By MARK FRIEDENTHAL
For AdvisorNews
As fintech use and popularity grows among advisors, an area often overlooked is risk assessment technology. When industry professionals conjure up thoughts of risk tolerance assessment tools, usually it is just a basic personality profile quiz that comes to mind. Risk assessment tools offer so much more today, and should truly be seen as a cornerstone to any part of a client’s plan. By understanding a client’s willingness and ability to actually take risk, an advisor can better service their long-term investment and financial objectives.
For advisors on the hunt to incorporate risk tolerance technology into their practice, there are a few critical components they should look for during the vetting process. Below are meaningful must-haves that blow those traditional “risk tolerance quizzes” out of the water. Advisors should ask:
Does it separately evaluate their willingness to accept risk and their ability to take risk? Both are equally important and independent dimensions of how much risk someone should be taking.
Does it incorporate cash-flows? To accurately assess someone’s ability to take risk, you need to know their spending and savings pattern, their assets in and outside their retirement plan, and their other sources of retirement income. Simply judging a simplistic personality test will not provide you their actual ability to take risk now or in the future.
Does it include dynamic inflation? While it’s generally understood that portfolio returns in the future are uncertain and can travel quite a few paths, representing dynamic paths for inflation can be just as important.
Does it estimate the reasonableness of the client’s assumptions? The single best barometer of someone’s financial security is the probability that they (or their spouse) will outlive their money. Advisors must be able to incorporate likely evolving asset allocation, dynamic inflation, and dynamic mortality in order to provide a reasonable estimate.

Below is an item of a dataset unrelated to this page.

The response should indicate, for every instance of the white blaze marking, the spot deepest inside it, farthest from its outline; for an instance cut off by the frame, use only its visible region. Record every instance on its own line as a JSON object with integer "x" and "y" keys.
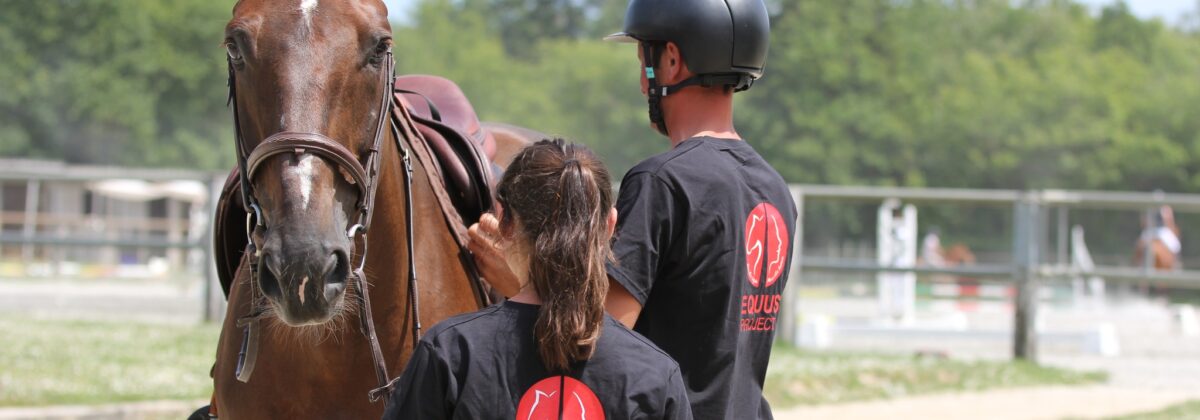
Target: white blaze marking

Is the output easy to explain to a client or prospect? Having deep, robust mathematics at the heart of your analysis is important. But, if the output can’t be explained easily or made meaningful, it may not be an effective tool.
With better technology and more robust risk tolerance analytics, advisors can offer efficient and effective investment management plans to clients, both for today and as the client’s future evolves.
Mark Friedenthal is the founder of Tolerisk, the pioneer of the 2-dimensional risk tolerance assessment tool for investment advisors.